It’s the stairs I’m struck by. From the first floor to the second, they’re terribly worn - warped and wobbly from years of use. We’re walking through the barracks and around the grounds of Auschwitz and I’m struck not by the numbers or the stories but by the stairs. Auschwitz is made of three parts: the original camp which was a former Polish army base, Birkenau which was built exclusively as an extermination camp and Auschwitz 3, the labor camp, which no longer exists.
As we travel from Auschwitz and Birkenau I ask about the stairs. I worry I’m not clear – I don’t know how to ask what I want to know. Agnieska, our young Polish guide, understands immediately. The wear, she tells me, is not from the footsteps of concentration camp victims – she knows that’s what I was thinking. It is not from any of the 80,000 shoes that represent a mere fifth of those who perished. The wear is from the shoes of visitors. “Remember,” she tells me, “the victims were here only five years. Visitors have been coming for over sixty.” Millions of feet stepping where victims stepped – tens of millions of visitors tracing the footsteps of one million victims – tracing but not fully getting the picture. I find comfort in the wear of the stairs of Auschwitz – comfort in the familiarity of dips and grooves. I’m not sure why. Maybe its knowing that so many have come to see – so many have come to try to understand – so many have come to remember. Or maybe it’s just that I fixate on the worn stairs and find comfort in the familiar amidst the unfathomable.
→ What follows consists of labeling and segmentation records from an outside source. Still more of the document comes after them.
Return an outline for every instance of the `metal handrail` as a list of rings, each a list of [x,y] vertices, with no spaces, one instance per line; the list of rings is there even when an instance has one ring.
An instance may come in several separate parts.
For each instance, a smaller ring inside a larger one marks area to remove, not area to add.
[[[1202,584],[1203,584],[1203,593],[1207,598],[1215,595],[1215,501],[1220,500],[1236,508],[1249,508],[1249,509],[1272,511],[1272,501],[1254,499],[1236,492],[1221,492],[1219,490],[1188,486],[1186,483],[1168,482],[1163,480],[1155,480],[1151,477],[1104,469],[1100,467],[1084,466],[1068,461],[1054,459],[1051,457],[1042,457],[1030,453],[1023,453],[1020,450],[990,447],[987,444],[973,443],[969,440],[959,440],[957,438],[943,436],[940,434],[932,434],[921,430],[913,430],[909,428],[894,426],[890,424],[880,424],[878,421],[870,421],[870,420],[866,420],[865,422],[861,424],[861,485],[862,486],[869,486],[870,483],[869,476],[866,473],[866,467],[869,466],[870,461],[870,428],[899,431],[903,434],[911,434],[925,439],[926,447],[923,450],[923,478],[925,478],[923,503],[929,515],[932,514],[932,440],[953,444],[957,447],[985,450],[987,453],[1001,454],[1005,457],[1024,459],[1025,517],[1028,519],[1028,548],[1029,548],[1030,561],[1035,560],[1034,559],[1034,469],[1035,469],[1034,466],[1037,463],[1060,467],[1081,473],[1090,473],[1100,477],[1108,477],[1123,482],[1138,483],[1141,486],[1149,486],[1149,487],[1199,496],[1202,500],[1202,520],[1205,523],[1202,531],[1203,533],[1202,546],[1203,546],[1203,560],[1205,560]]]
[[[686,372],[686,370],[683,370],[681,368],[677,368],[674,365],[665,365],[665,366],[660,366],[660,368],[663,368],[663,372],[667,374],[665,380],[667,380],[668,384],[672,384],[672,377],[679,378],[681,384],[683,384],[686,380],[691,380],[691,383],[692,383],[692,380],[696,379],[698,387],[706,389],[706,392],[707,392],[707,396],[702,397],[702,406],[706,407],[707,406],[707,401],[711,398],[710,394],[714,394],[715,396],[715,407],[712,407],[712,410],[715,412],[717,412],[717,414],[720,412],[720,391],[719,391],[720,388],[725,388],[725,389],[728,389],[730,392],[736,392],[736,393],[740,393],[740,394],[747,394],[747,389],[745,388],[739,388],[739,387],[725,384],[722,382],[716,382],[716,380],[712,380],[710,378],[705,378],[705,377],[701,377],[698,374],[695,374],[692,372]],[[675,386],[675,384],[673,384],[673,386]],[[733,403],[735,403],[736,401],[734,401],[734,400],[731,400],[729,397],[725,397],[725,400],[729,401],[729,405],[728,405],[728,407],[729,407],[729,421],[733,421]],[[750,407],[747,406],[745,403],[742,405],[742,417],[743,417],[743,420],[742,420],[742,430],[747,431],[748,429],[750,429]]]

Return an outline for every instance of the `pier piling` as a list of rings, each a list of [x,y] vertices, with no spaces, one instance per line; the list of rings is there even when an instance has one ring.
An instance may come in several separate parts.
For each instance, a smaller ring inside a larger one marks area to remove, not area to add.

Agnieska doesn’t go into the room with 80,000 pairs of shoes. It’s the thing she cannot tolerate. The display of shoes, to her, is the most upsetting sight. It isn’t the shoes that bother me. It’s the wax. Across the hall from the shoes is another room with a display of brushes and combs on one side and a case holding tins and tins of wax and shoe polish. Shoe polish is something you take with you when you believe you are leaving home to build a life elsewhere – to live in a place where you want to look presentable, build a new community, celebrate family birthdays and anniversaries and weddings. Shoe polish is not something you take with you when you believe you are leaving home to die.
I ask Agnieska about herself – how she chose this job. I know she is not a Jew and I am struck by her youth – such a young woman to choose such a serious job. Her grandmother, she says, was sent to a labor camp in Germany during the war. As a girl, Agnieska would listen to her grandmother’s stories and became obsessed with the holocaust and so she studied history and Hebrew and became a guide so that the stories would continue. She speaks with great pride about her country – about the Polish people and how they suffered during the war. The camps, she is quick to point out, were not just for Jews. The Poles were the first prisoners of Auschwitz along with a few hundred Jewish intellectuals. As she speaks we walk slowly down the gravel road of Birkenau and snow begins to fall.
The barracks of Birkenau are lined up in neat rows, as they would be in any army base. They’re made of brick or wood. Row upon row of standing barracks followed by row upon row of ruins – skeletons of chimneys and outlines of buildings that once were - all precisely stacked up on either side of the long road to death. Past that, the woods – dense and beautiful – a sharp contrast to the haunted foreground. It is stunning in its simplicity, in its austerity, in its quiet. There are no signs blinking “death to the Jews”, no splashes of blood on the walls, no emaciated skeletons reaching from the dark. There are only barren buildings, scant photographs and the chill wind whistling between buildings once stuffed with humanity waiting for extinction. It is the familiar of this place that is so striking - the absolute everydayness of it. Sig Other notes that it is shockingly ordinary. Without thinking, I say it is actually beautiful in a way. He looks at me funny and walks on. I feel odd, using that word in this place. But it is, in a way. Or rather, stunning. It is orderly and ordinary and stunning in its simplicity.
Auschwitz does not bring you to your knees in the moment. There were no tears shed as I walked the long road that runs parallel to the railway track that leads from the entry gate of Birkenau to the memorial erected between the ruins of the gas chambers number two and three. Auschwitz sneaks up slowly – etching itself indelibly in your brain and cutting deep into your chest where it lives forever as a haunting memory of lives not lived.